According to police investigators, the suspects operated across four provinces and had been engaging in the purchase of discounted USDTs through over-the-counter crypto trading services since October 2021.
They allegedly made illegal profits by selling the tokens at inflated prices via social media and money laundering platforms.
These transactions amounted to a staggering 54.8 million USDT (equivalent to CNY 380 million) over a span of nearly three years.
During the arrests, authorities seized 40 cellphones, over 1 million yuan ($138,000) in USDT, and more than 200,000 yuan in cash from the suspects’ accounts.
All 21 individuals reportedly confessed to the crime of laundering money for cybercriminals using the stablecoin. The case is currently under further investigation.
Money laundering through cryptocurrencies has become a significant concern for authorities worldwide.
The anonymous nature of transactions and the ease of transferring funds across borders make cryptocurrencies an attractive choice for criminals looking to legitimize illicit proceeds.
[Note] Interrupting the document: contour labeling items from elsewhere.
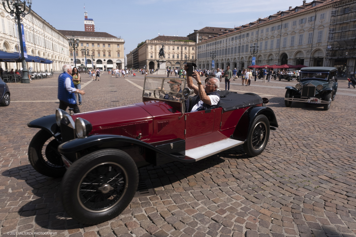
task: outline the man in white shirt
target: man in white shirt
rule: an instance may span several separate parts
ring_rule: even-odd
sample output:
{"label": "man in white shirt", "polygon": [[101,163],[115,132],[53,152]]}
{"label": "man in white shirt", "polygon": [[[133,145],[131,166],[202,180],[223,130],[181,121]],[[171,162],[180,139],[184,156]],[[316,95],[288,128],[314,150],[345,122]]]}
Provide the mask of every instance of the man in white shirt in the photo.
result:
{"label": "man in white shirt", "polygon": [[[185,65],[186,70],[188,67]],[[198,86],[194,85],[193,78],[198,82]],[[220,96],[216,92],[220,86],[220,82],[217,78],[213,77],[209,80],[205,84],[205,87],[203,86],[199,73],[197,70],[193,72],[193,77],[188,76],[187,78],[188,87],[194,91],[198,96],[193,96],[192,99],[193,107],[190,112],[195,112],[201,110],[212,109],[219,107],[220,104]]]}
{"label": "man in white shirt", "polygon": [[217,69],[216,71],[214,72],[214,77],[220,80],[220,82],[221,82],[221,73],[220,71],[220,68]]}

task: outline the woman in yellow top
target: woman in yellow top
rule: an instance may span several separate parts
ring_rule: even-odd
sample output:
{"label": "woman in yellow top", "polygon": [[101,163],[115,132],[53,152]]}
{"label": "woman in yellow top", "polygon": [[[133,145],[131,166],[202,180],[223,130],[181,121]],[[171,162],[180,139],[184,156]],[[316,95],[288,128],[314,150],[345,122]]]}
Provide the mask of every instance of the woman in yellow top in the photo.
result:
{"label": "woman in yellow top", "polygon": [[[73,68],[72,72],[72,76],[73,77],[73,84],[74,84],[74,87],[80,90],[81,88],[80,86],[80,74],[78,72],[78,69],[75,67]],[[82,95],[79,93],[76,93],[76,98],[77,94],[78,94],[79,98],[79,105],[82,105]]]}

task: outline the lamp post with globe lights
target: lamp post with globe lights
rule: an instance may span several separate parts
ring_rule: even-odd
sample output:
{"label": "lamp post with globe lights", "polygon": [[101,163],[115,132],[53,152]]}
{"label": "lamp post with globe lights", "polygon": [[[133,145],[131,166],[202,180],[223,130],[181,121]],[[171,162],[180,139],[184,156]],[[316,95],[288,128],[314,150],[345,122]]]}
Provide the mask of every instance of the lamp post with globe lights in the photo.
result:
{"label": "lamp post with globe lights", "polygon": [[69,43],[70,47],[73,49],[73,53],[74,54],[74,66],[77,66],[77,58],[75,57],[75,50],[78,48],[79,47],[79,39],[74,38],[75,37],[74,36],[72,36],[73,38],[68,39],[68,42]]}
{"label": "lamp post with globe lights", "polygon": [[[26,57],[27,57],[27,52],[26,46],[23,45],[25,38],[25,35],[22,34],[21,21],[25,16],[29,14],[31,11],[32,0],[27,0],[27,3],[28,4],[28,6],[26,5],[26,0],[23,1],[17,0],[2,0],[2,6],[4,6],[5,11],[10,14],[10,16],[14,17],[14,19],[16,21],[17,25],[17,30],[21,52],[20,59],[22,63],[22,68],[21,83],[30,83],[30,79],[28,79],[27,75],[26,60],[25,59],[25,55]],[[27,9],[26,9],[26,7]],[[27,13],[26,12],[26,10],[28,11]]]}

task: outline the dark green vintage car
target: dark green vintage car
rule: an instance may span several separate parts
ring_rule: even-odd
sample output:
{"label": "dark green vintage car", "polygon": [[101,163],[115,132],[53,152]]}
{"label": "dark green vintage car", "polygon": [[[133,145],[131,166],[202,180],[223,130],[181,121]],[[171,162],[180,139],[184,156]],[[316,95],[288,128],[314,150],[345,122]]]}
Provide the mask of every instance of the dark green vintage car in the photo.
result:
{"label": "dark green vintage car", "polygon": [[337,90],[336,68],[308,67],[300,70],[299,83],[295,86],[286,86],[284,103],[287,107],[293,101],[324,105],[330,108]]}

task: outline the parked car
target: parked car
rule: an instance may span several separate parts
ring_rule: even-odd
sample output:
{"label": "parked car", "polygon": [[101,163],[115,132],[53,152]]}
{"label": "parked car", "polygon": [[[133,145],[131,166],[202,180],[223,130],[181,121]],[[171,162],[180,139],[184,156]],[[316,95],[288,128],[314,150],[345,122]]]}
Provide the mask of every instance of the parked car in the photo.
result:
{"label": "parked car", "polygon": [[6,82],[0,77],[0,105],[7,106],[10,104],[10,91]]}
{"label": "parked car", "polygon": [[308,67],[300,70],[299,82],[295,86],[286,86],[284,102],[289,107],[293,101],[322,104],[324,110],[330,108],[337,90],[336,68]]}
{"label": "parked car", "polygon": [[44,175],[64,176],[62,198],[70,216],[91,225],[119,215],[136,191],[140,167],[195,162],[241,145],[250,156],[263,151],[278,127],[268,99],[219,91],[219,108],[188,112],[193,90],[169,86],[185,84],[146,77],[142,102],[77,114],[57,109],[28,123],[41,129],[29,146],[30,162]]}

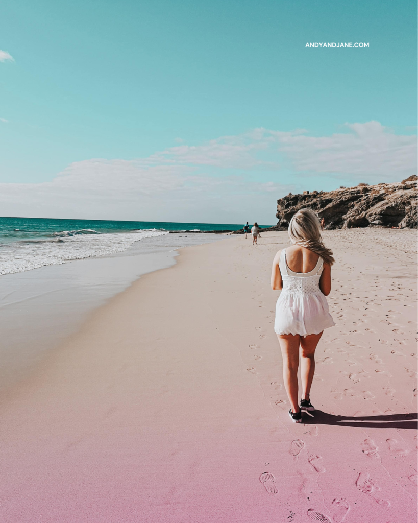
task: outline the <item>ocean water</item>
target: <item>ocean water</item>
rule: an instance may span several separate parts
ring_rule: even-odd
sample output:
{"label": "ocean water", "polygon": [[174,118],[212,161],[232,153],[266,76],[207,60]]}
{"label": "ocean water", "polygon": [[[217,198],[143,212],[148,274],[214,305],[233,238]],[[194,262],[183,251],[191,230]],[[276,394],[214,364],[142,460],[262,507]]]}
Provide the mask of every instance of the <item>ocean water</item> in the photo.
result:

Back in April, the US Treasury revealed that North Korean hackers and scammers exploit loopholes in the decentralized finance (DeFi) space to launder money and hide criminal activity.
“The assessment finds that illicit actors, including ransomware cybercriminals, thieves, scammers, and Democratic People’s Republic of Korea (DPRK) cyber actors, are using DeFi services in the process of transferring and laundering their illicit proceeds,” the Treasury said at the time.
Chinese Users Find New Ways to Purchase Cryptocurrencies Despite Ban
Despite China’s 2017 ban on cryptocurrency issuance and the subsequent ban on crypto transactions in 2021, Chinese citizens still find ways to access cryptocurrencies.
According to a recent report from the Financial Times, retail crypto shops in Hong Kong have become a popular destination for Chinese investors.
These shops allow customers to easily purchase digital assets with cash, often without disclosing their identity or the origin of their money.
With cryptocurrency transactions banned on the mainland and overseas exchanges prohibited from servicing onshore clients, Hong Kong’s proximity to China makes it an attractive destination for crypto enthusiasts.
These retail crypto shops, often lightly regulated, offer a loophole for customers to buy digital assets in large volumes easily, the FT said.